Complexity Analysis of List Search

  • Best Case: The element is found at the head of the list.
    • Constant time complexity: O(1)
  • Worst Case: The element is not in the list or is at the end.
    • Linear time complexity: O(n)
  • Average Case: The element is somewhere in the middle of the list.
    • Linear time complexity: O(n)

Search in Binary Search Trees

  • Uses the Ord type class for comparisons (less than and equals).
data Tree a = Leaf | Node a (Tree a) (Tree a) deriving (Eq, Ord, Show)

elem' :: Ord a => a -> Tree a -> Bool
elem' _ Leaf = False
elem' x (Node a left right)
  | x < a     = elem' x left
  | x > a     = elem' x right
  | otherwise = True

Complexity Analysis of Binary Search Tree Search

  • Best Case: The element is found at the root node.
    • Constant time complexity: O(1)
  • Assumptions:
    • The tree is correctly ordered.
    • The tree is balanced.
  • Worst Case: The element is at the deepest level of the tree.
    • Logarithmic time complexity: O(log n), where n is the number of nodes.
  • Logarithms:
    • If b^c = a, then log_b(a) = c
    • Height of a balanced binary search tree is approximately log of the size of the tree.
  • Balanced Tree Properties:
    • A fully balanced tree of height h has 2^h - 1 elements.

Comparison

  • Binary search trees offer a significant improvement over lists for searching, especially for large datasets.
  • For 20,000,000 items, the number of steps is dramatically reduced using a binary search tree compared to a list.

Sorting

Introduction to Sorting

  • Sorting is the process of arranging items in a specific order.
  • Linear arrangement analogous to arranging books on library shelves.
  • Michael's experience of arranging books on a trolley.

Insertion Sort

  • Simple and obvious algorithm.
  • Analogy to shelving a single book in a library.

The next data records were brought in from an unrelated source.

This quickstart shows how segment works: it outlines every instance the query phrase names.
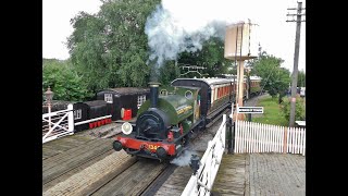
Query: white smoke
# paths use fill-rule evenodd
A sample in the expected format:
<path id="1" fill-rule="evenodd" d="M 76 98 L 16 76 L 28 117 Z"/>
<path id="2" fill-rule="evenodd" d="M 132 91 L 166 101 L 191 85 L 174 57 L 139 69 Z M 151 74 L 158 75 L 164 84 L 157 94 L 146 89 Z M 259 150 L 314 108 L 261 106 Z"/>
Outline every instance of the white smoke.
<path id="1" fill-rule="evenodd" d="M 184 152 L 181 156 L 171 160 L 171 163 L 176 164 L 178 167 L 189 166 L 192 155 L 198 155 L 198 154 L 196 151 L 191 151 L 191 150 L 184 150 Z"/>
<path id="2" fill-rule="evenodd" d="M 237 12 L 233 2 L 236 1 L 162 0 L 145 26 L 151 49 L 149 60 L 161 66 L 183 51 L 201 50 L 203 41 L 211 37 L 224 39 L 225 26 L 246 15 Z"/>

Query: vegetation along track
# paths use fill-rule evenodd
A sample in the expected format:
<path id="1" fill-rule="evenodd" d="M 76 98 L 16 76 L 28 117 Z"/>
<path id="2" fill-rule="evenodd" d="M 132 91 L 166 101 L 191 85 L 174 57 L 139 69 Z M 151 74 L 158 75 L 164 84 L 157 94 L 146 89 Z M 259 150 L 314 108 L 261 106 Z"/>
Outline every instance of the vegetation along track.
<path id="1" fill-rule="evenodd" d="M 214 126 L 207 130 L 215 130 Z M 204 135 L 212 139 L 214 134 L 198 133 L 190 146 L 202 146 L 198 145 L 200 139 L 204 145 Z M 154 195 L 163 192 L 162 186 L 174 186 L 167 184 L 170 179 L 178 186 L 177 193 L 185 188 L 191 174 L 188 166 L 132 157 L 124 150 L 114 151 L 111 144 L 112 139 L 95 138 L 42 160 L 42 195 Z M 203 148 L 207 146 L 195 150 L 202 155 Z"/>

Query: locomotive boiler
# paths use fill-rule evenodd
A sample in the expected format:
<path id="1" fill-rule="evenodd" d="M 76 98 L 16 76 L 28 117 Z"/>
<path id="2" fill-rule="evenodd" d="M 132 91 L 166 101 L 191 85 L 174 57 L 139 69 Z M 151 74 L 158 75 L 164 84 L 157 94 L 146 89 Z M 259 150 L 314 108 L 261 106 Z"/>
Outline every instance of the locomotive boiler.
<path id="1" fill-rule="evenodd" d="M 135 124 L 125 122 L 113 148 L 127 154 L 159 159 L 178 156 L 188 134 L 201 127 L 199 87 L 169 87 L 150 84 L 150 100 L 139 108 Z"/>

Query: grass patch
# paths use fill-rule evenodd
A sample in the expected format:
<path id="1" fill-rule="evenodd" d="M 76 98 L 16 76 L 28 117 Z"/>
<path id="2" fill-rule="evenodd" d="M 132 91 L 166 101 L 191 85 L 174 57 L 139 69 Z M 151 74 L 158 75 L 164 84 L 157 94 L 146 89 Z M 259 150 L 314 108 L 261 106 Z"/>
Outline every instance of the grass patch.
<path id="1" fill-rule="evenodd" d="M 263 115 L 258 118 L 252 117 L 252 122 L 281 126 L 289 125 L 289 122 L 284 117 L 281 105 L 278 105 L 278 98 L 268 96 L 259 101 L 258 107 L 263 107 Z"/>

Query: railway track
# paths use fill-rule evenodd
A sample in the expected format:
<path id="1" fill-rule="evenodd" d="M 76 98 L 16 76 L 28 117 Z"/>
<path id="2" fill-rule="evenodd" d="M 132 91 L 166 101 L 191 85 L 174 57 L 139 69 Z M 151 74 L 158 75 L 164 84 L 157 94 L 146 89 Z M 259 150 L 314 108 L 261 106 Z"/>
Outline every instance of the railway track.
<path id="1" fill-rule="evenodd" d="M 198 133 L 188 149 L 202 155 L 207 139 L 213 138 L 217 130 L 213 125 L 216 122 Z M 188 163 L 177 167 L 132 157 L 123 150 L 114 151 L 110 138 L 80 134 L 59 140 L 55 147 L 65 146 L 66 150 L 42 158 L 42 195 L 181 195 L 191 175 Z M 76 140 L 79 140 L 78 146 L 67 149 L 69 144 Z M 200 149 L 191 148 L 197 146 Z"/>

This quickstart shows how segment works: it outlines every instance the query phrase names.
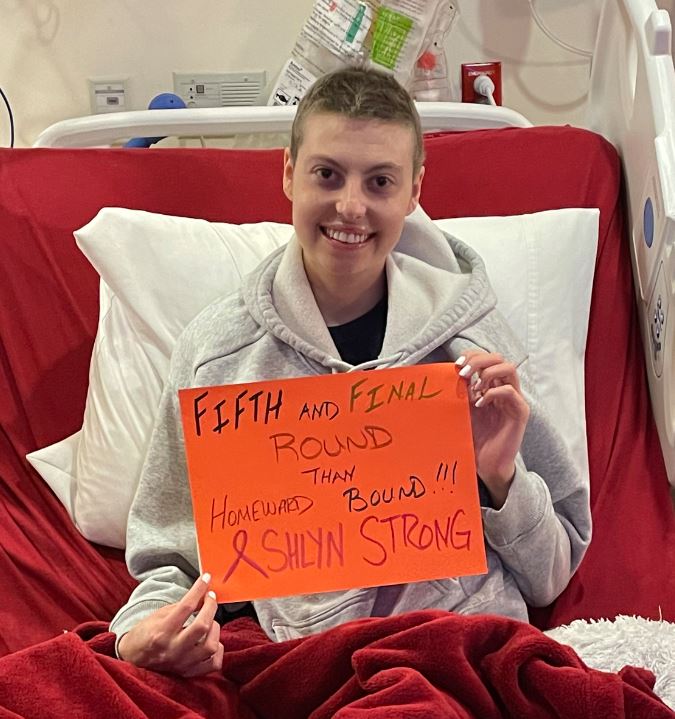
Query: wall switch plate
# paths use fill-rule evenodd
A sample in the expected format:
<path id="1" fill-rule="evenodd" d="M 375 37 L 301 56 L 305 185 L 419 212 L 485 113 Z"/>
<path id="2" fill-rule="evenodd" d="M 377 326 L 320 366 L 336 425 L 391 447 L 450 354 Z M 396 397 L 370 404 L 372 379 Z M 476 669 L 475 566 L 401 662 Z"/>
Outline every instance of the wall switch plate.
<path id="1" fill-rule="evenodd" d="M 502 64 L 501 62 L 465 62 L 462 63 L 462 102 L 477 102 L 489 105 L 490 101 L 473 89 L 473 83 L 479 75 L 487 75 L 495 86 L 492 93 L 495 103 L 502 104 Z"/>
<path id="2" fill-rule="evenodd" d="M 264 70 L 173 74 L 173 91 L 188 107 L 255 105 L 266 83 Z"/>
<path id="3" fill-rule="evenodd" d="M 89 104 L 93 115 L 103 112 L 124 112 L 128 110 L 127 79 L 90 78 Z"/>

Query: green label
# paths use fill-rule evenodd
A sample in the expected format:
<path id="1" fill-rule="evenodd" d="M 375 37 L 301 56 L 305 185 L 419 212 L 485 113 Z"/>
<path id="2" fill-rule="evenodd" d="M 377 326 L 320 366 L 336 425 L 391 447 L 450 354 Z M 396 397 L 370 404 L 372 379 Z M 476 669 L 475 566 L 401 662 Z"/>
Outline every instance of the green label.
<path id="1" fill-rule="evenodd" d="M 412 19 L 407 15 L 402 15 L 387 7 L 380 7 L 375 19 L 371 60 L 393 70 L 412 24 Z"/>
<path id="2" fill-rule="evenodd" d="M 349 28 L 349 30 L 347 30 L 347 37 L 345 38 L 347 42 L 354 42 L 354 38 L 356 37 L 356 33 L 361 27 L 361 23 L 363 22 L 363 16 L 365 14 L 366 6 L 363 3 L 359 3 L 359 10 L 354 16 L 354 19 L 352 20 L 351 27 Z"/>

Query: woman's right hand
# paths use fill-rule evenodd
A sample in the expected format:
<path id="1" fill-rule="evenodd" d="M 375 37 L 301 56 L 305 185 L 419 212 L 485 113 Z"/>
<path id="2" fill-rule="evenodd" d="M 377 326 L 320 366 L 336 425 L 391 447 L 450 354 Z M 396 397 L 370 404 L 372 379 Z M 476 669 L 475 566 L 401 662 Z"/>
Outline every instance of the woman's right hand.
<path id="1" fill-rule="evenodd" d="M 223 665 L 220 625 L 214 621 L 218 602 L 204 574 L 175 604 L 158 609 L 122 636 L 121 659 L 145 669 L 197 677 Z M 197 613 L 194 620 L 185 622 Z"/>

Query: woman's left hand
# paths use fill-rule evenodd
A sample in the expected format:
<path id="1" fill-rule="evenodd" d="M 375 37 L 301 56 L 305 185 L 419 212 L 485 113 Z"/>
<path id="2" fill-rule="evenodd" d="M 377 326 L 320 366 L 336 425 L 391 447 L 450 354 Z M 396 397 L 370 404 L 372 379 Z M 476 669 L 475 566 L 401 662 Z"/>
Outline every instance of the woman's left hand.
<path id="1" fill-rule="evenodd" d="M 506 501 L 530 408 L 515 365 L 499 354 L 467 351 L 456 364 L 469 386 L 476 472 L 495 509 Z"/>

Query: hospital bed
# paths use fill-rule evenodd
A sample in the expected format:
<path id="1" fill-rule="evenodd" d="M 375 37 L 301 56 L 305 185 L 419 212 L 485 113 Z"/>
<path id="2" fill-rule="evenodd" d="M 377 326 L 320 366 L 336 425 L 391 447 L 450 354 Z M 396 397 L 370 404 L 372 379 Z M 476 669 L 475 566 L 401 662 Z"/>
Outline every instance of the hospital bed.
<path id="1" fill-rule="evenodd" d="M 667 14 L 651 2 L 606 3 L 585 129 L 533 127 L 506 108 L 420 106 L 428 131 L 421 204 L 434 220 L 599 208 L 597 252 L 593 245 L 592 271 L 585 273 L 592 287 L 582 347 L 594 537 L 568 588 L 550 607 L 533 608 L 531 618 L 548 630 L 635 615 L 656 627 L 645 640 L 652 647 L 675 622 L 675 518 L 668 485 L 668 477 L 675 483 L 670 32 Z M 624 715 L 619 697 L 627 716 L 670 716 L 639 672 L 611 675 L 610 681 L 544 635 L 522 635 L 524 628 L 506 620 L 472 623 L 429 611 L 280 644 L 270 644 L 252 620 L 240 618 L 223 628 L 224 676 L 194 683 L 112 658 L 106 622 L 134 585 L 123 551 L 85 538 L 68 512 L 72 497 L 55 494 L 68 484 L 52 473 L 50 488 L 25 459 L 81 431 L 95 342 L 102 351 L 99 309 L 124 301 L 123 287 L 116 299 L 104 295 L 73 232 L 88 223 L 91 230 L 105 207 L 151 213 L 153 222 L 168 216 L 287 224 L 279 149 L 101 148 L 132 136 L 250 133 L 258 123 L 258 129 L 279 132 L 288 129 L 292 115 L 284 108 L 247 112 L 84 118 L 48 128 L 34 148 L 0 151 L 0 717 L 77 711 L 102 717 L 318 717 L 341 711 L 351 717 L 368 710 L 407 716 L 413 699 L 426 707 L 426 716 L 553 716 L 554 705 L 562 711 L 555 704 L 560 697 L 588 699 L 593 691 L 611 707 L 604 716 Z M 566 302 L 583 294 L 582 270 L 569 279 Z M 191 281 L 196 289 L 200 280 Z M 528 302 L 536 314 L 546 288 L 535 289 Z M 78 441 L 66 451 L 77 453 Z M 49 461 L 43 460 L 43 474 L 49 474 Z M 434 637 L 447 646 L 436 646 Z M 619 657 L 624 644 L 614 649 Z M 516 645 L 521 653 L 509 654 Z M 478 684 L 457 669 L 460 662 L 468 666 L 470 651 L 446 656 L 449 646 L 455 652 L 472 647 L 474 658 L 485 659 L 471 674 Z M 643 644 L 642 661 L 625 663 L 648 666 L 649 648 Z M 488 677 L 486 667 L 497 666 L 497 656 L 504 663 Z M 461 687 L 451 686 L 450 672 L 434 669 L 450 661 Z M 542 662 L 550 673 L 539 673 Z M 563 679 L 553 671 L 562 666 L 569 669 Z M 39 687 L 33 671 L 40 672 Z M 514 671 L 526 677 L 522 686 Z M 664 671 L 672 672 L 672 665 Z M 492 714 L 480 709 L 489 697 L 479 686 L 488 687 Z M 667 682 L 660 686 L 663 695 Z M 466 713 L 441 713 L 441 696 L 443 711 L 455 702 Z M 543 696 L 547 702 L 540 701 Z M 585 715 L 583 701 L 572 702 L 566 715 Z"/>

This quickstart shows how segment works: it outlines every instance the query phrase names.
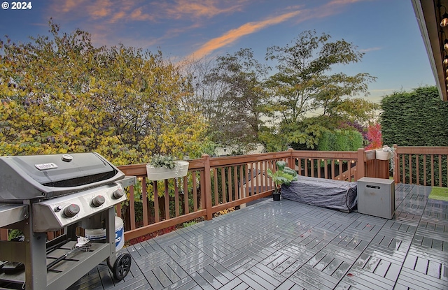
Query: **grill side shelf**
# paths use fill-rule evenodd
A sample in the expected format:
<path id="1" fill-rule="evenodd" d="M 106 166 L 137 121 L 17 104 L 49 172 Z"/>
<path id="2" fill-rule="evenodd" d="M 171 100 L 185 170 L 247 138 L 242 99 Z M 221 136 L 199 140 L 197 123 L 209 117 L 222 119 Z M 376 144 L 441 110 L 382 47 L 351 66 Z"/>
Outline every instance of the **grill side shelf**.
<path id="1" fill-rule="evenodd" d="M 0 204 L 0 228 L 28 218 L 28 205 Z"/>

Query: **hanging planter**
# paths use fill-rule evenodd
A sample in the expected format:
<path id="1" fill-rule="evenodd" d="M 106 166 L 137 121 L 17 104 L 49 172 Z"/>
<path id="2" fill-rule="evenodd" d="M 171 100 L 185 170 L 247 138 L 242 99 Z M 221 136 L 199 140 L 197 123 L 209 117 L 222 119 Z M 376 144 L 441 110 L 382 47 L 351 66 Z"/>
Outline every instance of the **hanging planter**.
<path id="1" fill-rule="evenodd" d="M 169 156 L 154 154 L 146 165 L 148 179 L 155 181 L 186 176 L 189 164 L 183 160 L 174 161 Z"/>
<path id="2" fill-rule="evenodd" d="M 176 166 L 173 169 L 165 167 L 155 168 L 150 164 L 147 164 L 146 173 L 148 174 L 148 179 L 155 181 L 186 176 L 188 172 L 188 165 L 190 164 L 185 161 L 176 161 L 174 164 Z"/>

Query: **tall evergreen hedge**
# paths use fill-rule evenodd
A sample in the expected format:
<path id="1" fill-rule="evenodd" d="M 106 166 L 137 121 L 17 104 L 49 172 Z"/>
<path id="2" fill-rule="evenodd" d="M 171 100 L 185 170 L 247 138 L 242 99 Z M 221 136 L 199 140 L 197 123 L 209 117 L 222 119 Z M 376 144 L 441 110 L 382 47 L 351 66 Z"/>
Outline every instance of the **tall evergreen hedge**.
<path id="1" fill-rule="evenodd" d="M 410 92 L 394 93 L 384 97 L 381 103 L 383 113 L 380 122 L 383 136 L 383 143 L 391 146 L 448 146 L 448 102 L 440 100 L 435 87 L 425 87 L 415 89 Z M 416 176 L 416 155 L 412 155 L 412 183 Z M 424 157 L 419 156 L 419 183 L 424 180 Z M 435 184 L 439 184 L 439 167 L 442 173 L 442 184 L 448 186 L 447 175 L 447 157 L 435 157 L 434 173 L 430 171 L 430 160 L 428 156 L 426 161 L 426 184 L 430 185 L 433 179 Z M 409 182 L 409 161 L 400 159 L 400 166 L 405 168 L 398 173 L 400 180 Z M 434 176 L 433 176 L 433 174 Z"/>
<path id="2" fill-rule="evenodd" d="M 381 101 L 383 144 L 448 146 L 448 103 L 435 87 L 386 96 Z"/>

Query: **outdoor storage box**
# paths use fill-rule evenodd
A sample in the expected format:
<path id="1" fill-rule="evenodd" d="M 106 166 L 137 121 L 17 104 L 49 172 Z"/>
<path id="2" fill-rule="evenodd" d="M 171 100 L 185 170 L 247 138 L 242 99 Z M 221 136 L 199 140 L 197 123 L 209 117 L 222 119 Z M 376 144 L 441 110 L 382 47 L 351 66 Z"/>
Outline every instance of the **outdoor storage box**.
<path id="1" fill-rule="evenodd" d="M 358 180 L 358 212 L 391 219 L 394 212 L 393 180 L 372 177 Z"/>

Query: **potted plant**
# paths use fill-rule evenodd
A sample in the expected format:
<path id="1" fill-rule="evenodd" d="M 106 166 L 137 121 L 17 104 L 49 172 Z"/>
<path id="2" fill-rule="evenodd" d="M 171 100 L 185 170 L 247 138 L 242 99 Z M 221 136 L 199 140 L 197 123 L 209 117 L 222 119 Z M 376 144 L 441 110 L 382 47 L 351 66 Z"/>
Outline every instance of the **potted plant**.
<path id="1" fill-rule="evenodd" d="M 272 172 L 271 168 L 267 168 L 267 176 L 269 176 L 275 184 L 275 190 L 272 193 L 272 199 L 279 201 L 281 195 L 281 185 L 289 185 L 292 181 L 298 180 L 298 174 L 295 171 L 286 166 L 286 162 L 278 161 L 275 164 L 277 170 Z"/>
<path id="2" fill-rule="evenodd" d="M 186 176 L 188 165 L 188 161 L 174 160 L 170 156 L 154 154 L 146 165 L 148 179 L 154 181 Z"/>

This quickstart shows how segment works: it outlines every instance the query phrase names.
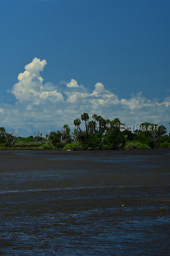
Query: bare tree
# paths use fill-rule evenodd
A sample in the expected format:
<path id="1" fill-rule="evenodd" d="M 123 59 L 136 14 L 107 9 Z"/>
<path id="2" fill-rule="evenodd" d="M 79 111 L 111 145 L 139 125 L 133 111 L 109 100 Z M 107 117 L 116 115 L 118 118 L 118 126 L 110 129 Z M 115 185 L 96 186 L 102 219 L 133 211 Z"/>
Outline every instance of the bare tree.
<path id="1" fill-rule="evenodd" d="M 11 146 L 17 139 L 19 135 L 19 132 L 16 132 L 15 129 L 13 129 L 11 132 L 5 132 L 4 134 L 5 140 L 7 145 Z"/>
<path id="2" fill-rule="evenodd" d="M 41 144 L 44 143 L 51 145 L 52 143 L 48 134 L 46 134 L 45 138 L 43 137 L 42 133 L 41 133 L 39 130 L 36 132 L 34 132 L 34 139 L 37 142 L 40 142 Z"/>

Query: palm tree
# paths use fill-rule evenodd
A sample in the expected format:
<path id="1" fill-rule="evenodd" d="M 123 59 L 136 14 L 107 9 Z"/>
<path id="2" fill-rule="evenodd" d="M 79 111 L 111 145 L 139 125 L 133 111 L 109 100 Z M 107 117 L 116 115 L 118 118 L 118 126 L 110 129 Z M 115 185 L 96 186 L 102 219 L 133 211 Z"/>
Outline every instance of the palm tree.
<path id="1" fill-rule="evenodd" d="M 95 123 L 93 120 L 91 121 L 90 121 L 89 124 L 89 128 L 91 129 L 92 130 L 92 133 L 93 134 L 93 128 L 95 128 L 94 126 Z"/>
<path id="2" fill-rule="evenodd" d="M 94 114 L 92 116 L 92 117 L 94 119 L 94 137 L 96 137 L 96 119 L 97 117 L 97 116 L 96 114 Z"/>
<path id="3" fill-rule="evenodd" d="M 121 121 L 119 120 L 119 118 L 115 118 L 114 120 L 113 120 L 113 123 L 114 124 L 115 124 L 116 126 L 116 147 L 117 148 L 117 144 L 118 144 L 118 139 L 117 139 L 117 137 L 118 136 L 118 126 L 119 126 L 120 124 L 121 124 Z"/>
<path id="4" fill-rule="evenodd" d="M 99 122 L 99 137 L 100 137 L 100 124 L 101 124 L 101 118 L 102 118 L 102 117 L 101 116 L 98 116 L 96 117 L 96 121 Z"/>
<path id="5" fill-rule="evenodd" d="M 80 121 L 79 119 L 78 119 L 77 118 L 77 119 L 75 119 L 75 120 L 74 120 L 73 121 L 74 124 L 75 125 L 75 126 L 77 126 L 77 130 L 78 131 L 78 134 L 79 135 L 79 133 L 78 132 L 78 128 L 79 128 L 79 130 L 80 130 L 80 133 L 81 133 L 81 131 L 80 129 L 80 127 L 79 125 L 81 123 L 81 121 Z"/>
<path id="6" fill-rule="evenodd" d="M 83 114 L 81 115 L 81 118 L 82 121 L 84 121 L 85 122 L 85 129 L 86 129 L 86 133 L 87 134 L 87 136 L 88 136 L 88 131 L 89 132 L 89 116 L 87 113 L 83 113 Z M 86 121 L 88 121 L 88 130 L 87 130 L 87 127 Z"/>
<path id="7" fill-rule="evenodd" d="M 109 124 L 110 123 L 110 120 L 109 120 L 109 119 L 107 119 L 107 120 L 106 121 L 106 124 L 107 124 L 107 129 L 106 129 L 106 133 L 107 133 L 107 129 L 108 129 L 108 126 L 109 126 Z"/>
<path id="8" fill-rule="evenodd" d="M 103 118 L 101 118 L 101 136 L 102 136 L 103 134 L 103 128 L 105 126 L 106 126 L 106 121 L 105 119 L 104 119 Z"/>

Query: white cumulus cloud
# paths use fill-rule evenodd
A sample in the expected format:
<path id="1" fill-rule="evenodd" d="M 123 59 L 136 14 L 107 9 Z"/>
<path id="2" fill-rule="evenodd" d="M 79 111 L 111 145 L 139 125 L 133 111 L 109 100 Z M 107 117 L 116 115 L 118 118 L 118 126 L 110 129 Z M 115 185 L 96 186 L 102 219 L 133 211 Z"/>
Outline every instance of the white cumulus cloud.
<path id="1" fill-rule="evenodd" d="M 0 104 L 0 126 L 17 129 L 23 136 L 32 135 L 38 129 L 46 134 L 65 124 L 73 128 L 74 119 L 86 112 L 90 117 L 94 114 L 112 120 L 118 117 L 127 125 L 148 121 L 168 126 L 169 97 L 157 102 L 140 92 L 129 99 L 119 99 L 101 83 L 91 92 L 72 78 L 67 83 L 60 82 L 63 91 L 61 88 L 58 91 L 52 82 L 43 83 L 40 73 L 47 64 L 44 60 L 34 58 L 19 74 L 18 82 L 10 91 L 15 102 Z"/>

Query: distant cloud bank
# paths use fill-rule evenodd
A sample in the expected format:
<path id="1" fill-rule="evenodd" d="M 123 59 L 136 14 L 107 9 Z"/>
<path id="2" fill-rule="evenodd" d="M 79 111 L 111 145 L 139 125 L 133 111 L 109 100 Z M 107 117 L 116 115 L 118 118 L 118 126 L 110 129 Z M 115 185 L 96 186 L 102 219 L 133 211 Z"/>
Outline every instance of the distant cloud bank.
<path id="1" fill-rule="evenodd" d="M 170 97 L 159 103 L 139 92 L 129 99 L 119 99 L 101 83 L 97 83 L 93 90 L 89 92 L 73 78 L 58 85 L 43 84 L 40 72 L 47 64 L 45 60 L 35 58 L 19 74 L 18 82 L 9 91 L 15 96 L 15 102 L 0 104 L 0 126 L 15 128 L 25 136 L 32 135 L 38 129 L 46 134 L 65 124 L 73 127 L 73 120 L 84 112 L 111 119 L 119 117 L 127 125 L 144 121 L 168 125 Z"/>

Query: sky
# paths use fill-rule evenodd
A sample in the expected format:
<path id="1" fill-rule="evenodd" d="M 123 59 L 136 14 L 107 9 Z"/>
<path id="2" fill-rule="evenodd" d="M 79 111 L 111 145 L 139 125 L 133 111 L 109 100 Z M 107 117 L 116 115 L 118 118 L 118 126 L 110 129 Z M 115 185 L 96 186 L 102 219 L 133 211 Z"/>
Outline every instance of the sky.
<path id="1" fill-rule="evenodd" d="M 1 0 L 0 126 L 46 134 L 65 124 L 73 129 L 85 112 L 169 132 L 170 7 Z"/>

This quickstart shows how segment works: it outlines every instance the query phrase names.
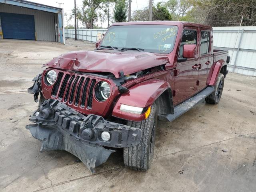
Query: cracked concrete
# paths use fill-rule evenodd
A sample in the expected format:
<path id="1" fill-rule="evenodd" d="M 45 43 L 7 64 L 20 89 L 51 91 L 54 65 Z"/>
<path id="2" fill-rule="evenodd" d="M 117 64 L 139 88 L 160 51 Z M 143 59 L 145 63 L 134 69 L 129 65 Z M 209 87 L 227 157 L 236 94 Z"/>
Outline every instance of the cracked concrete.
<path id="1" fill-rule="evenodd" d="M 202 102 L 172 123 L 158 122 L 148 172 L 125 167 L 118 150 L 92 174 L 67 152 L 39 152 L 40 142 L 25 126 L 37 106 L 26 89 L 42 65 L 94 45 L 5 39 L 0 45 L 0 191 L 255 191 L 255 77 L 228 74 L 218 105 Z"/>

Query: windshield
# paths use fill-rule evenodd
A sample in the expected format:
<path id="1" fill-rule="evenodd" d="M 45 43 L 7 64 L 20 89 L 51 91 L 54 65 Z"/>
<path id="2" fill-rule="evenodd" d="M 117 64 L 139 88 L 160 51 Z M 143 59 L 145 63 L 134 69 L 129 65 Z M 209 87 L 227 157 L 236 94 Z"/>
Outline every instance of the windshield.
<path id="1" fill-rule="evenodd" d="M 100 47 L 170 53 L 173 49 L 178 29 L 174 25 L 114 26 L 104 35 Z"/>

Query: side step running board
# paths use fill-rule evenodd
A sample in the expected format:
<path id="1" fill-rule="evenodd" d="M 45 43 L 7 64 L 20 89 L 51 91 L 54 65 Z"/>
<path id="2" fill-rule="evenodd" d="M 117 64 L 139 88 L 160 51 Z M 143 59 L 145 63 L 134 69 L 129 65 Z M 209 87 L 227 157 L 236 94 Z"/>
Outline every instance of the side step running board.
<path id="1" fill-rule="evenodd" d="M 212 86 L 207 87 L 206 89 L 198 93 L 193 97 L 188 99 L 174 108 L 174 113 L 163 116 L 168 121 L 171 122 L 182 114 L 187 112 L 196 104 L 210 95 L 214 90 Z"/>

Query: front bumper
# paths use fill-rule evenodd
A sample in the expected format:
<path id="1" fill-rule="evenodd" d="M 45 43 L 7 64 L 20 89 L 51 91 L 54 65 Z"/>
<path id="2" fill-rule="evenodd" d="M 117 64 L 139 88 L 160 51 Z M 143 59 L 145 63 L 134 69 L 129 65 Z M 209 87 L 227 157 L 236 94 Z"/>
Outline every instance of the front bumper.
<path id="1" fill-rule="evenodd" d="M 140 129 L 110 122 L 97 115 L 85 116 L 54 99 L 44 102 L 30 120 L 36 124 L 26 128 L 42 142 L 40 151 L 66 150 L 93 172 L 116 151 L 114 148 L 138 145 L 142 135 Z M 110 133 L 109 141 L 101 138 L 103 131 Z"/>

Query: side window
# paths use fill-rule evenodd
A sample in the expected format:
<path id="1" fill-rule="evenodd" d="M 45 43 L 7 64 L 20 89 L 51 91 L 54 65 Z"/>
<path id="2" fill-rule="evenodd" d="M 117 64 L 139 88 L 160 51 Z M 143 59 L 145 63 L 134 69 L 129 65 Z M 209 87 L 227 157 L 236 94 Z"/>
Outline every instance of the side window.
<path id="1" fill-rule="evenodd" d="M 201 31 L 200 41 L 200 52 L 201 54 L 208 53 L 210 46 L 210 32 L 208 31 Z"/>
<path id="2" fill-rule="evenodd" d="M 182 38 L 180 43 L 179 54 L 180 57 L 182 57 L 183 54 L 183 46 L 186 44 L 192 44 L 196 45 L 196 31 L 194 30 L 184 30 L 183 31 Z"/>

Inserting into a Sorted List

insert :: Ord a => a -> [a] -> [a]
insert x [] = [x]
insert x (y:ys)
  | x <= y    = x : y : ys
  | otherwise = y : insert x ys

Complexity Analysis of Insertion into Sorted List

  • Best Case: The element is inserted at the beginning.
    • Constant time complexity: O(1)
  • Worst Case: The element is inserted at the end.
    • Linear time complexity: O(n)

Insertion Sort Implementation

  • Uses foldr to repeatedly insert elements into a sorted list.
isort :: Ord a => [a] -> [a]
isort = foldr insert []

Complexity Analysis of Insertion Sort

  • Best Case: The list is already sorted.
    • Linear time complexity: O(n)
  • Worst Case: The list is in reverse order.
    • Quadratic time complexity: O(n^2)